Der sogenannte Familienroman. Obwohl als von gestern belächelt und totgesagt, steht er mit jeder Buchsaison doch immer wieder quicklebendig da und bringt – wie gerade im Fall „Freiheit“ von Jonathan Franzen – Kritiker in Erklärungsnot.

Der sogenannte Familienroman. Obwohl als von gestern belächelt und totgesagt, steht er mit jeder Buchsaison doch immer wieder quicklebendig da und bringt – wie gerade im Fall „Freiheit“ von Jonathan Franzen – Kritiker in Erklärungsnot. Ein zutiefst konventionelles Familienroman-Setting mit hysterischer Mutter, schwachem Vater und aufmüpfigem Sohn. Absoluter Durchschnitt. Und trotzdem so gut? Wie geht das? Liegt es nur an Franzens toller Figurenzeichnung? An seiner Gabe, über Details und Dialoge das, was man das Leben nennt, so plastisch werden zu lassen, dass die Figuren einem beim Lesen quasi gegenübersitzen? Das allein kann es nicht sein, Franzen entwirft ein breit angelegtes Porträt der amerikanischen Gesellschaft. Außerdem hat er einen selbstreferenziellen Sprengsatz in seiner Konstruktion versteckt: Eines der Familienmitglieder arbeitet an einer Anti-Zeugungs-Kampagne. Im Sinne der Weltrettung wird es also so etwas wie Familien bald nicht mehr geben.

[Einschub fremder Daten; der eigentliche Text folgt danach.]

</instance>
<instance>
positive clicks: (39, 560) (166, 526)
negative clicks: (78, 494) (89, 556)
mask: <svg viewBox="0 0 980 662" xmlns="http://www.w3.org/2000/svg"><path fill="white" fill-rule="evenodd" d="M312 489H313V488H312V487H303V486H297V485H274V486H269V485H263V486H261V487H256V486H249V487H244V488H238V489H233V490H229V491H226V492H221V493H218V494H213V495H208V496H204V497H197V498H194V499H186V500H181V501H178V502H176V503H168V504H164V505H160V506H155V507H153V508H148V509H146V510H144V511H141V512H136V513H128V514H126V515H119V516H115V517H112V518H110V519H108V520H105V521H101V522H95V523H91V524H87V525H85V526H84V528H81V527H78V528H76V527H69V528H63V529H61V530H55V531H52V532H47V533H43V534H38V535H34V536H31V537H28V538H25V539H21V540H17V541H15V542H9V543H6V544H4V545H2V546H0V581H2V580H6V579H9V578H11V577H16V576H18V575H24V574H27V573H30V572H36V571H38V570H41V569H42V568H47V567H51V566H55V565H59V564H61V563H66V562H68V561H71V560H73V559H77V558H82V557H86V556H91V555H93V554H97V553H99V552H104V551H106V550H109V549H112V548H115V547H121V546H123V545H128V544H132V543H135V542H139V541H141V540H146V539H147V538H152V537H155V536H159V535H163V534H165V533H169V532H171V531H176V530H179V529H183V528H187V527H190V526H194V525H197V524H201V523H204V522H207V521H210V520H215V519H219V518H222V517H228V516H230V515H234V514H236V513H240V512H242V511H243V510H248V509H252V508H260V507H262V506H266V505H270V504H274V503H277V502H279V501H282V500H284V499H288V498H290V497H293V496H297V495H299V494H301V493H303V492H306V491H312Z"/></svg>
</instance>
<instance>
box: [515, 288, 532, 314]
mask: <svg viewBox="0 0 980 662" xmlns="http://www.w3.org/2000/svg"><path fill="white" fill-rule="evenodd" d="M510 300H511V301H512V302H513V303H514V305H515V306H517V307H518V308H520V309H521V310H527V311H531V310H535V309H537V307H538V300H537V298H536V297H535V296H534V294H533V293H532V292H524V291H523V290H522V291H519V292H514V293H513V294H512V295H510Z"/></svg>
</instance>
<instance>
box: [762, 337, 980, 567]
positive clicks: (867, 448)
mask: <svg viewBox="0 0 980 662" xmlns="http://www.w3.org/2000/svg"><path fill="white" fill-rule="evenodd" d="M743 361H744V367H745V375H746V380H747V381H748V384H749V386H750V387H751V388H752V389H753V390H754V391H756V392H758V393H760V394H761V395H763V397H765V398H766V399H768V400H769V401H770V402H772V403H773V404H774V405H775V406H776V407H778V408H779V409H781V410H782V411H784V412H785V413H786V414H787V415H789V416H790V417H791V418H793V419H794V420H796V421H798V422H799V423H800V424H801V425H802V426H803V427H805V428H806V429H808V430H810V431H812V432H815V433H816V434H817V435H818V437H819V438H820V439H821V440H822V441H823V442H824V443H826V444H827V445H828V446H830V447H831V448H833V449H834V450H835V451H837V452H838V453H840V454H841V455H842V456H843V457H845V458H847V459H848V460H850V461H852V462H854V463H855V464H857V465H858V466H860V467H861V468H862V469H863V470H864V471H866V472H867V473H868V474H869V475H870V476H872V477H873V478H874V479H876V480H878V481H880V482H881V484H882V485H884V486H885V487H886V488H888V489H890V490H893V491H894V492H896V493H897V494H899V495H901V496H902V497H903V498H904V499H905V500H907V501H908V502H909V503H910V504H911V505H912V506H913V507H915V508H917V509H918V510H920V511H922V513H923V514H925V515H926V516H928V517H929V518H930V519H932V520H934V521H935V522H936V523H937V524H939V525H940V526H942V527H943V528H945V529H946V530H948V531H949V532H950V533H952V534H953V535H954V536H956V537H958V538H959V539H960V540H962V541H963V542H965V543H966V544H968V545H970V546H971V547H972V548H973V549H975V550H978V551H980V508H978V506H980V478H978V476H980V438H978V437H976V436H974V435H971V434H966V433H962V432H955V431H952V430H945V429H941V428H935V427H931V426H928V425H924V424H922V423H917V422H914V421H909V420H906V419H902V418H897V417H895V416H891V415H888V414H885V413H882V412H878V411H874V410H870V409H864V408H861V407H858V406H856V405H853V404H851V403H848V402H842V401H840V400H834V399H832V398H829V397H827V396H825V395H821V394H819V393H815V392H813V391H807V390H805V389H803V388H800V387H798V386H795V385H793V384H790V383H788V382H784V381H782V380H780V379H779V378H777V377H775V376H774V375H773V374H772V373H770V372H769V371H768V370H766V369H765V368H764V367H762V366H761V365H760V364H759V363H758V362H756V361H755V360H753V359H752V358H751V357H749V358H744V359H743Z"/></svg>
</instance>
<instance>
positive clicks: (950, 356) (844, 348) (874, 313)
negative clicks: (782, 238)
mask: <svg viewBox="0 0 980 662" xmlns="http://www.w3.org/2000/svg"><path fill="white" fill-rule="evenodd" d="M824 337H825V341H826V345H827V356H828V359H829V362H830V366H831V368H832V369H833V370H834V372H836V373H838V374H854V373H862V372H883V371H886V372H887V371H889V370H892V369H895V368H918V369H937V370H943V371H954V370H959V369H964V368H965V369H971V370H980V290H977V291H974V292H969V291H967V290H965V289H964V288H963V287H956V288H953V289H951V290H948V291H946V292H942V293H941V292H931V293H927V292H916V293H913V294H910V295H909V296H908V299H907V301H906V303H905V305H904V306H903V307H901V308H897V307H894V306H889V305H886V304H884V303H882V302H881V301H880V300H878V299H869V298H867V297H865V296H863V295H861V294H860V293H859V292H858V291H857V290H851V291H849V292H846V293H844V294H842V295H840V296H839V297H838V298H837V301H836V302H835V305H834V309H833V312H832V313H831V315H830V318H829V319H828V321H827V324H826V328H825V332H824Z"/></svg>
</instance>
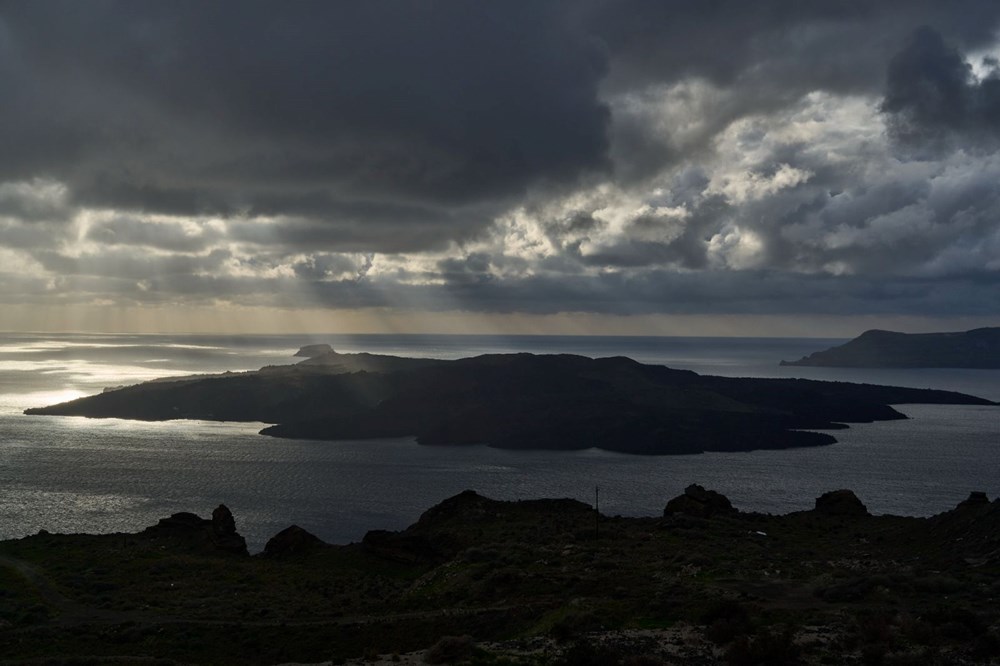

Den ungewöhnlichsten Familienroman deutscher Sprache legt diesen Herbst der Schweizer Alain Claude Sulzer mit „Zur falschen Zeit“ vor. Ein junger Mann recherchiert, ausgehend von einer Fotografie, das Leben seines toten Vaters. Es stellt sich heraus, dass der Vater homosexuell war, sich aber zur Familiengründung gezwungen sah. Kurz nach der Geburt seines Sohnes nahm er sich zusammen mit seinem Geliebten das Leben. Den Sohn hätte es also, wenn sein Vater nach seiner Neigung gelebt hätte, gar nicht gegeben. Je klarer sich der Erzähler seiner Familiengeschichte wird, desto mehr zeigt sich, dass die Familie gar nicht existiert hat, dass sie ein Phantom war (Dienstag, 14.9., Literaturforum im Brecht Haus, 20 Uhr).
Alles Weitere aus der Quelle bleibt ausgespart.